Rochester Castle wall restoration almost complete

Rochester Castle wall restoration almost completeStone masons will put the finishing touches to the complex restoration work of a weather-damaged section of Rochester Castle’s curtain wall next week.

The experienced craftsmen have painstakingly repaired the 24m section of retaining wall, which collapsed in March after a deluge of heavy rain led to ground movement.

Emergency shoring works were carried out to limit further short-term damage to the wall – not part of the original Roman or medieval walls – and ensure the adjoining historic walls were not disturbed.

Structural engineers and English Heritage were then called in to install a concrete base slab and a reinforced concrete wall, before giving the entire new section a rag stone face, in-keeping with the existing wall.

The final pieces of thin Kentish stone, taken from the fallen wall, will be put into place from 1pm on Wednesday, October 13.

English Heritage’s Roy Porter said: “We have been working hard to find the best way to solve this complex problem.

“There were two primary objectives. First we needed to ensure that there was no further ground disturbance that might put at risk the castle’s medieval curtain wall.

“Second, we had to design a solution that not only performed an important engineering role but also harmonised with the setting and character of the castle.

“We have sought to create a new structure which is up to the job of retaining the ground beneath the curtain wall without harming the heritage values of Rochester Castle.”

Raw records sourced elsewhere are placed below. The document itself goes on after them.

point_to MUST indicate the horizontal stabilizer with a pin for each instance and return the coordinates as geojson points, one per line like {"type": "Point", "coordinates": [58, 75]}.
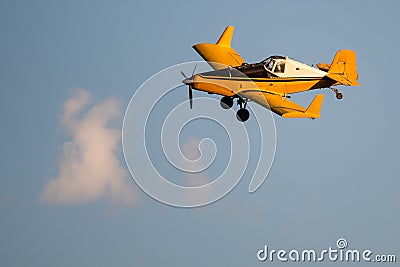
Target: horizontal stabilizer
{"type": "Point", "coordinates": [312, 112]}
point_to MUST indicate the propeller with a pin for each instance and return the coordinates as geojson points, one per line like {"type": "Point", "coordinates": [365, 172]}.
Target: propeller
{"type": "Point", "coordinates": [189, 82]}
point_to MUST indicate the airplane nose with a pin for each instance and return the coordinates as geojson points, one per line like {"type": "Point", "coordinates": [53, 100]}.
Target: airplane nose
{"type": "Point", "coordinates": [188, 81]}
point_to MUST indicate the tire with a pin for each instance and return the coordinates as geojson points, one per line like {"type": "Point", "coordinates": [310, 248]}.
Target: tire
{"type": "Point", "coordinates": [226, 102]}
{"type": "Point", "coordinates": [242, 114]}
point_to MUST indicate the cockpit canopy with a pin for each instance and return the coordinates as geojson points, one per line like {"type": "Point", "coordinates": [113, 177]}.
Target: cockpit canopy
{"type": "Point", "coordinates": [275, 64]}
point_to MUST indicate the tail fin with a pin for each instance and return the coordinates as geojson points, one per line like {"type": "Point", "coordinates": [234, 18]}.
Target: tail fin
{"type": "Point", "coordinates": [226, 37]}
{"type": "Point", "coordinates": [344, 68]}
{"type": "Point", "coordinates": [221, 54]}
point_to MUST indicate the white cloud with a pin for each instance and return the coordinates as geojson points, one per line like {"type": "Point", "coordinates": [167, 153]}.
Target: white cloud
{"type": "Point", "coordinates": [89, 168]}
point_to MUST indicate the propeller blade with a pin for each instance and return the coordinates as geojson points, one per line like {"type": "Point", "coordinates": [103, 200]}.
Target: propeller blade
{"type": "Point", "coordinates": [183, 74]}
{"type": "Point", "coordinates": [194, 69]}
{"type": "Point", "coordinates": [190, 97]}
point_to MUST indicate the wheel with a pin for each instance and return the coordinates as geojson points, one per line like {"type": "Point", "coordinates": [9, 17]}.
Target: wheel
{"type": "Point", "coordinates": [226, 102]}
{"type": "Point", "coordinates": [242, 114]}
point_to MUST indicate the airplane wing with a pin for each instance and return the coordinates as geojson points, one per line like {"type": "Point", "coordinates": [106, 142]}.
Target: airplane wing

Medway Council’s community services chief Howard Doe added: “We have been working closely with English Heritage to assess the best way to protect the castle’s medieval walls, which thankfully, were not affected by the collapse.

“Rochester Castle is one of Medway’s real gems and a vital part of the area’s heritage. This conservation project has been a priority for both the council and English Heritage and it is great to see this iconic monument restored for residents and visitors alike to enjoy.”